Última Imagem
Abriu a janela afim de que pudesse, ver mais viva a entrada desse sol que irradiava luz. Sentada à beira da sacada no alto de um prédio à beira do mar.Sobrevivia mais, na certeza de que se elevara tanto, que possuía algo dentro de si mesma que não conhecia. Mas era uma elevação pessoal, muito mais intimista do que o normal. Porque tinha cheiro de nada, tinha gosto de vento, não podia tocar, e isso era a única coisa de que tinha saudade. Algo quase carnal, que envolvia algum sexto ou sétimo sentido. De certa forma pressentia, e as coisas com o poder do tempo iam se passando, e se esquecendo do próprio esquecimento. A alma parava de palpitar, mas a grande verdade era que escondia bem no fundo de seu próprio relicário as lembranças. Por que não podia, o destino não queria, e era melhor respeitar as normas desse grande vilão, pois os ventos mudariam, e o mesmo barco velejaria por novos oceanos. O grande problema é que toda vez que sentava naquela sacada, em fim de tarde, não podia esquecer do último pôr-do-sol lindo que havia visto. Correria, altos e baixos, mas nunca aquilo que marcara uma vez seu coração seria esquecido, e toda vez que voltasse a ouvir aquela música de passarinho, se recordaria da mesma última imagem. Era como uma esmeralda, alguma pedra preciosa qualquer, reluzindo e brilhando, com cristais cada vez mais finos, com uma perfeição de enlouquecer.

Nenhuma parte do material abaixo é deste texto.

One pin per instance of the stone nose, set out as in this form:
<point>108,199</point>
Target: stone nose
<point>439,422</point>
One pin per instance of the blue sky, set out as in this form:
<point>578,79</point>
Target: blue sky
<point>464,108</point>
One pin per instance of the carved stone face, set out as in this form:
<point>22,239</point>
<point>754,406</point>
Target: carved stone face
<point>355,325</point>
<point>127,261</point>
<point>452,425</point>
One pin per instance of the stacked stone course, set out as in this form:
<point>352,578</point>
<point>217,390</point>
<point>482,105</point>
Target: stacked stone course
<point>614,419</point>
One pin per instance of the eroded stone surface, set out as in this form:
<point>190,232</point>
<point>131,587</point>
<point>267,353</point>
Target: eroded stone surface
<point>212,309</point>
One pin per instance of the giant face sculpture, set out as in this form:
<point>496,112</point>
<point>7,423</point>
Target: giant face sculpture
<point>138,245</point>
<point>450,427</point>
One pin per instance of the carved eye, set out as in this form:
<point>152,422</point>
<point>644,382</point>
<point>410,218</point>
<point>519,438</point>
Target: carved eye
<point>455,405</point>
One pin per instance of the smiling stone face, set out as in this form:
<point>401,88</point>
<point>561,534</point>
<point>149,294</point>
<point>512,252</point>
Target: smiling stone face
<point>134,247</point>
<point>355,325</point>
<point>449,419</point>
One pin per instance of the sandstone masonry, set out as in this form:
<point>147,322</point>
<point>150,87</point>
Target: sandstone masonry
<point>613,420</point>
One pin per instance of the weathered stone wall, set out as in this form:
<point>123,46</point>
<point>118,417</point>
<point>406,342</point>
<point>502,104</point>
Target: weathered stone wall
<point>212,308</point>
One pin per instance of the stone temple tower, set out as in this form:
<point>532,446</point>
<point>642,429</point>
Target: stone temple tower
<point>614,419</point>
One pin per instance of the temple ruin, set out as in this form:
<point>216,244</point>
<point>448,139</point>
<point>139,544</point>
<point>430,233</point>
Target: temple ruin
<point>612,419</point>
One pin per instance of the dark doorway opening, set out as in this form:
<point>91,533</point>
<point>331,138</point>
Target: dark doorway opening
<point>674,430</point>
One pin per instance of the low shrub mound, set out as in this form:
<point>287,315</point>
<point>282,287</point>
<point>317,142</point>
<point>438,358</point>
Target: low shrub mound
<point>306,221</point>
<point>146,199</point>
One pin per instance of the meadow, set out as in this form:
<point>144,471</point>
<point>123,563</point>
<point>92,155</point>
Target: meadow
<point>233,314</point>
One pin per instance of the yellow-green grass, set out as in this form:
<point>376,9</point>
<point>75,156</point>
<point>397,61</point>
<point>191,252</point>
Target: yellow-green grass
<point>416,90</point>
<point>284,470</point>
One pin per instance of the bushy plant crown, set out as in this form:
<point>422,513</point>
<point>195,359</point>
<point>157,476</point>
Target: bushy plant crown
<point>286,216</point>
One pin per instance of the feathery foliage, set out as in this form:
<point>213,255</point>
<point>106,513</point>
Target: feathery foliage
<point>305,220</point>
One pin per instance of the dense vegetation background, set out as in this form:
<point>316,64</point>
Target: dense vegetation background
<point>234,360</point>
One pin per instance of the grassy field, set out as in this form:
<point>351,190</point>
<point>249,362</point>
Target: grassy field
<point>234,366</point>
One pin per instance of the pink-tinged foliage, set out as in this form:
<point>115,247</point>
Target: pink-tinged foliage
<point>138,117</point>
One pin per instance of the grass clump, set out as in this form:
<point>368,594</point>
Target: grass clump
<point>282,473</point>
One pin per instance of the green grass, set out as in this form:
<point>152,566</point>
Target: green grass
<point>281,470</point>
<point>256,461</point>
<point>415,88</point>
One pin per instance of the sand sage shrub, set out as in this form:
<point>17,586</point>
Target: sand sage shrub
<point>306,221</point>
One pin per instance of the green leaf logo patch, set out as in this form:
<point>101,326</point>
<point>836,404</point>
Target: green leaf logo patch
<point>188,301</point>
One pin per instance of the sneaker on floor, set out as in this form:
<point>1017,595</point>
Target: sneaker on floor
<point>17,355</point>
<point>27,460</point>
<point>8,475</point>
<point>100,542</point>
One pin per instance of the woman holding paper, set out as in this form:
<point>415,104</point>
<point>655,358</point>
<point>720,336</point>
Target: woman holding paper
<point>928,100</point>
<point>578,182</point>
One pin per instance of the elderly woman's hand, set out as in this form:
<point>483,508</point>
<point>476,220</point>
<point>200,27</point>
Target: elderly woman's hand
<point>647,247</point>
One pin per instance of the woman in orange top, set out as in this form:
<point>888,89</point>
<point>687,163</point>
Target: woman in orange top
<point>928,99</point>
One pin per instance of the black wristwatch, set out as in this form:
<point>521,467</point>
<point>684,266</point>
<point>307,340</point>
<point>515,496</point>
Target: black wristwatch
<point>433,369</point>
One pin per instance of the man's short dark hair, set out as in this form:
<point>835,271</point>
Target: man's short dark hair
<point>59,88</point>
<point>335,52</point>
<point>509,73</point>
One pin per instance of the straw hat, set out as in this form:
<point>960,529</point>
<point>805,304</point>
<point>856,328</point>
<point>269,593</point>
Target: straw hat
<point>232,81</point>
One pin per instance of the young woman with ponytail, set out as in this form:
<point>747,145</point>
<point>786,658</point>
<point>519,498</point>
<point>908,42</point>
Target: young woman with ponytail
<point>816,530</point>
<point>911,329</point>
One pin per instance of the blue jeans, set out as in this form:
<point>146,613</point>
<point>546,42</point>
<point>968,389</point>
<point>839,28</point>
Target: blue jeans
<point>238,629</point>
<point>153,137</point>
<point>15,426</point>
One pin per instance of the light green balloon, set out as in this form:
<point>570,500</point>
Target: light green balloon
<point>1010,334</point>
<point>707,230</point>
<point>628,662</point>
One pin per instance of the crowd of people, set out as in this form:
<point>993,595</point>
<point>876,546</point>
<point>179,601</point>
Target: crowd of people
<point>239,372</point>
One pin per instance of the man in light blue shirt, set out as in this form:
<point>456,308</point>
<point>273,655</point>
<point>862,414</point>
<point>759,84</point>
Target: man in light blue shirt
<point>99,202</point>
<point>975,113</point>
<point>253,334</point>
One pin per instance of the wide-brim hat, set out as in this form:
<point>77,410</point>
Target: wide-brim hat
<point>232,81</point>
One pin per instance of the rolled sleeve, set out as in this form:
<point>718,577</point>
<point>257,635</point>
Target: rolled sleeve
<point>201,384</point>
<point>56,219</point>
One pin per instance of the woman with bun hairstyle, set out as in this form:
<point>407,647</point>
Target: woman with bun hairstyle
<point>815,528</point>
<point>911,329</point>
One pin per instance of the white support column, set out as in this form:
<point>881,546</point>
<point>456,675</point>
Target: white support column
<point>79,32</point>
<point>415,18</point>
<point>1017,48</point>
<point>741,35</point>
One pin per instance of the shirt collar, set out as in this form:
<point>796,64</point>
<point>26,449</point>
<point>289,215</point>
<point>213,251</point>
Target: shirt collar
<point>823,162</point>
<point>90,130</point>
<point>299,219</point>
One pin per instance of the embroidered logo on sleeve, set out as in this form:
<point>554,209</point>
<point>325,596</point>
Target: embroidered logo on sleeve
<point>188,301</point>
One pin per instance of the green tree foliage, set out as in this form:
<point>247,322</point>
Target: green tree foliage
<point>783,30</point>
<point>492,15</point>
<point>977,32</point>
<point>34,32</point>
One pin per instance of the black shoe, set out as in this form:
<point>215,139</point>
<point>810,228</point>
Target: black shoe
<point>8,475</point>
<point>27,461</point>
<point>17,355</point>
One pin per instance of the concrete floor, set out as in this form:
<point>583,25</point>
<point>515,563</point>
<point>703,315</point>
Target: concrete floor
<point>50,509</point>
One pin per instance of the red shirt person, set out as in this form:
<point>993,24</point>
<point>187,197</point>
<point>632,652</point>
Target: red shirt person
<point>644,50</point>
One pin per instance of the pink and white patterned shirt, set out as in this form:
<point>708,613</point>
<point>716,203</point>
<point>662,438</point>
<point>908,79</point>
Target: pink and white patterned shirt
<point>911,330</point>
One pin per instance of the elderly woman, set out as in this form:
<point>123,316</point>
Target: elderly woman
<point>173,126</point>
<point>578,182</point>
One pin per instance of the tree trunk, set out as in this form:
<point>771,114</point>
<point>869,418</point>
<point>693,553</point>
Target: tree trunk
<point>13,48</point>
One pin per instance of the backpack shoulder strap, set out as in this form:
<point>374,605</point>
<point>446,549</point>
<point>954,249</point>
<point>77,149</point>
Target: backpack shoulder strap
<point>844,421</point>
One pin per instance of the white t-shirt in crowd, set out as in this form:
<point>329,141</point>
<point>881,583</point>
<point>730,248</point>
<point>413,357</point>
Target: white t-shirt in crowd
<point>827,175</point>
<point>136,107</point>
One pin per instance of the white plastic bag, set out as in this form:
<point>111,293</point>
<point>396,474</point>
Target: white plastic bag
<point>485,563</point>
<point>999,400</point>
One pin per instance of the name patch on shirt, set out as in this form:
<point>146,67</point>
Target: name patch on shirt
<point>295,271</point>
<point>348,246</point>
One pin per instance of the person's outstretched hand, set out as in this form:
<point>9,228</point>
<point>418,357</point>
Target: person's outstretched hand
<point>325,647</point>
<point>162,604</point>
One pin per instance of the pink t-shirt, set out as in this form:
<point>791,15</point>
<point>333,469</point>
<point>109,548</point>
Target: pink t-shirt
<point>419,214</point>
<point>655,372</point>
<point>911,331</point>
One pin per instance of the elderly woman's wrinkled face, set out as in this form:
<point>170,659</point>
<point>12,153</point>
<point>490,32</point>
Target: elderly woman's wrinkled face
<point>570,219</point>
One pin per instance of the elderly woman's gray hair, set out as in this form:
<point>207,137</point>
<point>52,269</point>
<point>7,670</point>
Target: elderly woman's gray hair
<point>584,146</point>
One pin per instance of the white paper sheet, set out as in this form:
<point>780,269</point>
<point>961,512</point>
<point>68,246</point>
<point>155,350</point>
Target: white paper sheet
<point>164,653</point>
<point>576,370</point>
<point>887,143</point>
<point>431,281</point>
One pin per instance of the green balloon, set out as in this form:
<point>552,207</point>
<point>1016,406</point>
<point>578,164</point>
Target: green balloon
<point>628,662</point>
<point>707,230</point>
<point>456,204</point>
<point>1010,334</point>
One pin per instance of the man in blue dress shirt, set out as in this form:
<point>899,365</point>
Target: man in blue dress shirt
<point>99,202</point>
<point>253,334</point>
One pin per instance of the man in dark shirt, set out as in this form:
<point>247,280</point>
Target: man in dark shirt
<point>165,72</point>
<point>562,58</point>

É que no fundo sempre fora fraca, apesar de sua dureza cotidiana. E quando as fraquezas são mostradas, é como romper um paredão de águas que inundam de todo. E tinha certeza de que aquilo era crescimento, algum entendimento qualquer, alguma etapa que precisava antes de ser vencida, ser substancialmente vivida. E acordava mais lúcida, com vontades que haviam se perdido, era algum sinal de reconstrução.
Apenas em um instante ali enfrente o mar, havia feito a maior reflexão de sua existência. Se salvou do martírio, soube perdoar a si mesma. E descobriu que poderia amar novamente, mas que amaria para sempre aquela imagem de fim de tarde.